Letters and Religion

‘PERHAPS,’says Mr. Chapman, ‘one can express the gigantic spirit that is in the air to-day, and sets a distance between passing events and our own souls, by saying that it is the Spirit of Waiting. . . . Sheer waiting is almost the essence of religious truth.’
This is the authentic voice of Quietism, a manner and an art of living all but lost in our Western World. The would-be literature of ‘sheer waiting’ too often slips into what Wordsworth calls ‘that majestic indolence, so dear to native man,’ or weakly aspires to the thin temper which Browning terms, ‘the lone, sad, sunny idleness of Heaven.’
Because Mr. Chapman is in dead earnest, because in this volume he takes his place with the first-hand mystics and is not a mere editorial camp-follower of mysticism, his pages are entirely free from the double peril of pedantry and sentimentality which attends so many contemporary adventures into this realm.
Very appropriately the book falls into two parts—the first half having to do with ‘Words and the Spirit,’in which the austere and deathless beauty of classicism both in letters and religion is celebrated, and the second half being ‘Comment and Reflection’ upon the incarnations of the ideal in actual life. In this conception of his task Mr. Chapman has grappled fairly with, the central problem of religion: how to live in two worlds at the same time. In the execution of the task he has vindicated the possibility of working solutions to the problem.
The opening chapter on the Greek and Latin classics sets us free from the songs of Circe and her wine, and once more ‘we hear, like Ocean on a western beach, the surge and thunder’ of the living spirit of all undying letters. The longest essay in the book, that upon the ‘Story and Sayings of Jesus’ has captured again that disconcerting casualness and moment of arrest in the Gospels — a story and a teaching, as Mr. Chapman has it, ‘uninterrupted by intention’ — which are so clearly there and yet are so uncongenial to systematic creeds and codes.

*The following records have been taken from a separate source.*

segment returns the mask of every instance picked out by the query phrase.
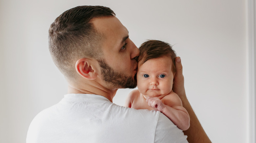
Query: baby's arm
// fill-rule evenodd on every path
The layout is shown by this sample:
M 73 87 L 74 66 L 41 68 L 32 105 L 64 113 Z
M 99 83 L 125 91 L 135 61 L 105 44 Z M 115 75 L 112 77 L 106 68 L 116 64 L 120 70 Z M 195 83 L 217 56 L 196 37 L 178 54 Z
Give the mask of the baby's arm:
M 165 104 L 157 97 L 149 97 L 146 100 L 148 105 L 162 112 L 180 129 L 185 131 L 190 126 L 189 115 L 182 106 L 181 100 L 174 92 L 167 95 Z

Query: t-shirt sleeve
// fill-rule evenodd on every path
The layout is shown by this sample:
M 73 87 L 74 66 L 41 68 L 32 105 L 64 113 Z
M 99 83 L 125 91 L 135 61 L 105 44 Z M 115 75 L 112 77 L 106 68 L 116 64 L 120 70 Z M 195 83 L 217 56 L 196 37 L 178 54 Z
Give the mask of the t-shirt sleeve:
M 187 136 L 162 113 L 156 128 L 155 143 L 186 143 Z

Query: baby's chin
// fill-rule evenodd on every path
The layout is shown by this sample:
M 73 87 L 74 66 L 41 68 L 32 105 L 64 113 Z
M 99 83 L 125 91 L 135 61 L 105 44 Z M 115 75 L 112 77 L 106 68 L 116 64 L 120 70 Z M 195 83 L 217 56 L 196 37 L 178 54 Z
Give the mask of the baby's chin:
M 142 93 L 141 93 L 143 95 L 145 99 L 146 99 L 147 97 L 150 96 L 152 97 L 160 97 L 160 98 L 162 98 L 163 97 L 164 97 L 165 95 L 168 95 L 169 93 L 163 93 L 161 94 L 154 94 L 154 93 L 150 93 L 149 94 L 147 93 L 144 93 L 144 94 L 143 94 Z

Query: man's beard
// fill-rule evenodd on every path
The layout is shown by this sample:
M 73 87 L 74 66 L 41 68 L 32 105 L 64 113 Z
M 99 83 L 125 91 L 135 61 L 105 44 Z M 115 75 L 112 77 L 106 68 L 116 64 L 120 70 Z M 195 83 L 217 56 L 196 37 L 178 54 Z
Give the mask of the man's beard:
M 115 71 L 104 60 L 98 60 L 103 80 L 118 88 L 134 88 L 137 86 L 136 74 L 134 77 L 127 76 Z

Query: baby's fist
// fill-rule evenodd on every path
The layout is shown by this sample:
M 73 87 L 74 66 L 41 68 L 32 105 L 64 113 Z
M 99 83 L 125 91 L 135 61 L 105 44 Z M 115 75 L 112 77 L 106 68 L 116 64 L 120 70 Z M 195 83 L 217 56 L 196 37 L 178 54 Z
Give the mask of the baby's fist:
M 165 107 L 165 105 L 162 101 L 157 97 L 152 97 L 149 96 L 147 98 L 146 101 L 148 102 L 148 104 L 154 109 L 162 112 Z

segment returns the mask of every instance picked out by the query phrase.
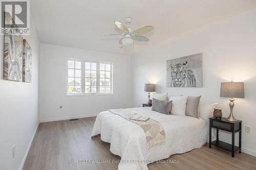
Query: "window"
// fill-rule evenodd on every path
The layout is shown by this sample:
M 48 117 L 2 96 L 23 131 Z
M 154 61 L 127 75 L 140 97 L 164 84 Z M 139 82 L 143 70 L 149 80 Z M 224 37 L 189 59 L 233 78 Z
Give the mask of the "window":
M 69 61 L 68 69 L 68 92 L 81 93 L 81 61 Z
M 95 93 L 97 92 L 97 63 L 85 62 L 86 93 Z
M 110 64 L 100 64 L 100 86 L 101 93 L 110 93 L 111 91 L 110 79 L 111 76 Z
M 110 63 L 71 59 L 68 61 L 68 94 L 112 93 Z

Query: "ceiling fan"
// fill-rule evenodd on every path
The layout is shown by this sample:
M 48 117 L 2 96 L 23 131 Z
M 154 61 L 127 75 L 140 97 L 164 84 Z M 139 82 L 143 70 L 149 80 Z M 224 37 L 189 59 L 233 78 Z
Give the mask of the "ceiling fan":
M 123 37 L 119 40 L 119 44 L 123 44 L 125 45 L 128 45 L 132 44 L 134 40 L 145 42 L 148 41 L 150 40 L 148 38 L 140 36 L 139 35 L 142 35 L 152 31 L 154 30 L 154 28 L 153 26 L 145 26 L 133 31 L 132 28 L 129 27 L 129 24 L 130 24 L 132 22 L 132 18 L 129 17 L 126 18 L 125 22 L 126 23 L 127 26 L 125 26 L 124 25 L 122 24 L 122 23 L 118 21 L 115 21 L 114 22 L 116 27 L 121 30 L 121 31 L 122 31 L 122 34 L 114 33 L 102 34 L 100 35 L 100 36 L 107 37 L 121 35 L 123 36 Z

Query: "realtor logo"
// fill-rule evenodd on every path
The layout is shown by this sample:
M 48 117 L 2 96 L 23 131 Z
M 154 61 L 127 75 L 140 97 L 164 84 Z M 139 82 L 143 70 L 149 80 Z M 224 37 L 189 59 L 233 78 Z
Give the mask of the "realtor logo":
M 30 26 L 29 1 L 2 0 L 1 4 L 1 34 L 28 35 Z M 15 30 L 13 30 L 14 28 Z

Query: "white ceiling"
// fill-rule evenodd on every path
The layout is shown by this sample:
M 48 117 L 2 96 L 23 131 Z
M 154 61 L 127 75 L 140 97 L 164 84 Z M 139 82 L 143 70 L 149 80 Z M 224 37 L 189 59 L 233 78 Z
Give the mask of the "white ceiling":
M 33 19 L 41 42 L 119 54 L 132 54 L 203 25 L 256 6 L 255 0 L 33 0 Z M 120 37 L 101 37 L 118 32 L 115 20 L 131 27 L 152 25 L 137 42 L 120 49 Z

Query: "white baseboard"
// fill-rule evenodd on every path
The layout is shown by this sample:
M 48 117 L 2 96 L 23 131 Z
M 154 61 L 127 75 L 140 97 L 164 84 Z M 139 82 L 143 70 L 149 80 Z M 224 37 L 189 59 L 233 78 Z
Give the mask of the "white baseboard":
M 26 160 L 27 159 L 27 157 L 28 157 L 28 155 L 29 154 L 29 150 L 30 149 L 30 147 L 31 146 L 31 144 L 33 142 L 33 140 L 34 139 L 34 137 L 35 137 L 35 134 L 36 133 L 36 131 L 37 130 L 37 128 L 38 128 L 39 122 L 37 124 L 37 126 L 34 131 L 34 133 L 33 134 L 32 137 L 30 139 L 30 141 L 29 142 L 29 146 L 28 147 L 28 149 L 27 149 L 27 151 L 26 151 L 25 155 L 24 155 L 24 157 L 23 158 L 23 160 L 22 162 L 22 164 L 19 167 L 19 170 L 22 170 L 23 169 L 23 166 L 24 166 L 24 164 L 25 163 Z
M 242 152 L 256 157 L 256 152 L 248 150 L 246 148 L 242 148 Z
M 53 121 L 58 121 L 58 120 L 69 120 L 74 118 L 84 118 L 84 117 L 94 117 L 97 116 L 98 114 L 87 114 L 81 116 L 72 116 L 72 117 L 57 117 L 57 118 L 49 118 L 47 119 L 41 119 L 40 120 L 40 123 L 43 122 L 53 122 Z

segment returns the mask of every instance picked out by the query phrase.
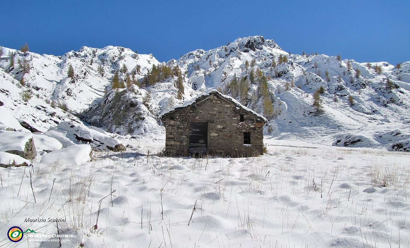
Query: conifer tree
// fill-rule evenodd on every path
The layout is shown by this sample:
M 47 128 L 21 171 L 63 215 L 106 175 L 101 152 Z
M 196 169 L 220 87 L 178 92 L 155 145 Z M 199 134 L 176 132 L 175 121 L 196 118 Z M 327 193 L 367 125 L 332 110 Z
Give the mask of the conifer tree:
M 125 65 L 125 64 L 123 65 L 123 67 L 121 67 L 121 69 L 120 70 L 120 72 L 121 72 L 122 73 L 127 73 L 128 72 L 128 68 L 127 67 L 127 66 Z
M 326 69 L 326 70 L 325 71 L 325 76 L 326 76 L 326 80 L 327 80 L 328 82 L 330 82 L 330 77 L 329 76 L 329 71 L 328 71 L 327 69 Z
M 236 73 L 234 74 L 233 77 L 229 82 L 229 87 L 231 89 L 231 95 L 234 98 L 236 98 L 239 94 L 238 77 L 236 76 Z
M 285 63 L 287 63 L 287 56 L 286 55 L 283 56 L 283 62 Z
M 383 69 L 382 69 L 382 67 L 380 65 L 376 65 L 374 67 L 374 70 L 377 74 L 381 74 L 383 71 Z
M 355 105 L 355 102 L 354 101 L 353 101 L 353 97 L 352 97 L 351 95 L 349 95 L 348 100 L 349 101 L 349 104 L 350 105 L 350 106 L 353 106 Z
M 255 66 L 255 63 L 256 63 L 256 60 L 253 59 L 251 61 L 251 67 L 253 67 Z
M 102 67 L 102 65 L 100 65 L 98 66 L 98 68 L 97 69 L 98 73 L 102 76 L 104 76 L 104 67 Z
M 255 74 L 253 69 L 251 70 L 251 72 L 249 73 L 249 81 L 251 81 L 251 83 L 253 83 L 255 81 Z
M 350 60 L 347 60 L 347 71 L 350 71 L 352 70 L 352 65 L 350 63 Z
M 127 85 L 127 88 L 129 88 L 131 86 L 131 77 L 130 76 L 130 74 L 127 74 L 125 76 L 125 84 Z
M 319 88 L 319 93 L 321 94 L 323 94 L 325 93 L 325 88 L 323 87 L 323 85 L 321 85 L 320 87 Z
M 282 54 L 279 55 L 279 58 L 278 60 L 278 63 L 279 65 L 283 63 L 283 56 Z
M 356 77 L 358 78 L 360 77 L 360 69 L 359 68 L 356 68 L 356 69 L 355 69 L 355 71 L 356 71 L 356 75 L 355 75 Z
M 69 78 L 74 77 L 74 69 L 73 68 L 73 66 L 71 64 L 68 65 L 68 71 L 67 75 Z
M 175 105 L 175 98 L 173 94 L 171 95 L 168 100 L 168 109 L 171 108 Z
M 112 88 L 113 89 L 118 89 L 120 87 L 120 76 L 118 74 L 118 71 L 116 71 L 114 74 L 114 76 L 112 78 Z
M 23 61 L 18 60 L 18 65 L 23 70 L 23 75 L 30 72 L 31 66 L 29 60 L 23 59 Z
M 138 65 L 135 67 L 135 72 L 137 73 L 141 73 L 141 66 Z
M 337 75 L 337 82 L 340 83 L 342 82 L 342 76 L 340 76 L 340 74 L 339 74 Z
M 290 89 L 290 85 L 289 84 L 289 82 L 287 81 L 285 83 L 285 90 L 289 90 Z
M 335 103 L 339 101 L 339 98 L 337 97 L 337 95 L 336 95 L 336 93 L 333 94 L 333 101 Z
M 27 42 L 26 42 L 24 47 L 20 47 L 20 51 L 23 53 L 28 51 L 28 45 L 27 44 Z
M 20 79 L 20 84 L 23 86 L 25 86 L 25 80 L 24 80 L 24 75 L 23 75 L 23 76 L 21 77 L 21 79 Z
M 320 89 L 318 89 L 313 93 L 313 106 L 316 107 L 316 112 L 319 112 L 322 107 L 323 100 L 320 97 Z
M 266 117 L 271 117 L 273 114 L 273 106 L 272 100 L 269 95 L 268 90 L 268 79 L 264 76 L 262 77 L 262 84 L 261 85 L 261 92 L 262 95 L 262 107 L 263 107 L 263 114 Z
M 245 61 L 245 69 L 247 70 L 249 68 L 249 62 L 248 60 Z
M 259 68 L 257 68 L 256 71 L 256 76 L 257 78 L 257 79 L 258 81 L 259 82 L 261 81 L 261 80 L 262 80 L 262 76 L 263 76 L 263 73 L 262 72 L 262 71 L 259 69 Z
M 246 79 L 244 77 L 241 78 L 239 85 L 239 93 L 241 101 L 243 103 L 246 102 L 248 99 L 248 92 L 249 85 Z
M 390 78 L 388 78 L 387 81 L 386 81 L 386 89 L 391 90 L 394 87 L 394 84 L 393 83 L 392 81 L 390 80 Z
M 182 77 L 182 75 L 180 73 L 178 76 L 177 84 L 178 86 L 178 93 L 177 95 L 177 98 L 179 99 L 182 99 L 182 96 L 184 94 L 184 79 Z
M 148 109 L 150 109 L 150 103 L 151 102 L 151 98 L 152 97 L 151 96 L 152 92 L 152 91 L 150 89 L 142 98 L 142 104 L 145 105 Z
M 14 53 L 12 53 L 10 52 L 9 54 L 9 56 L 10 57 L 10 64 L 9 66 L 9 68 L 14 68 Z

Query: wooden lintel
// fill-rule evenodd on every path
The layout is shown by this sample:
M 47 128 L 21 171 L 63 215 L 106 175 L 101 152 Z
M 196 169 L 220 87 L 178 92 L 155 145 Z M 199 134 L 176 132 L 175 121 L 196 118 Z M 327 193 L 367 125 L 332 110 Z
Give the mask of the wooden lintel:
M 190 119 L 189 121 L 191 122 L 207 122 L 208 123 L 214 123 L 213 119 Z

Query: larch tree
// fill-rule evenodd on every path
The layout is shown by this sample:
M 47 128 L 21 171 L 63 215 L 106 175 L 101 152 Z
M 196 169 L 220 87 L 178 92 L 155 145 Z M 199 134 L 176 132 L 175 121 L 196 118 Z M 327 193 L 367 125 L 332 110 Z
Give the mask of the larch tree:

And then from the realm of the eternal values this modern mystic passes without strain or artifice into the world at hand. He moves familiarly and surely among the sciences and arts which we know, discovering their fitness or unfitness to incarnate the true classicism and the indubitable spirit of religion. A Japanese scientist hunting for the bacillus of syphilis, a Rockefeller Foundation doctor dying of yellow fever, an American business man collecting Persian vases, in all these ways the real is becoming actual and dwelling among us. In short, a brief rare book in which religion speaks for itself and not a tedious and interminable affair in which someone talks about religion.
And all this at the hand of a master of style, whom one delights to honor. Here are delicacy and sensitiveness of spirit feeling for the inevitable expression. ‘For all human thought is indeterminate, and can, at best, do no more than point in the direction of truth, trembling and oscillating like the magnetic needle under the current that swings it. The scientist and the theologian nail down the needle: the poet and the prophet let it swing.’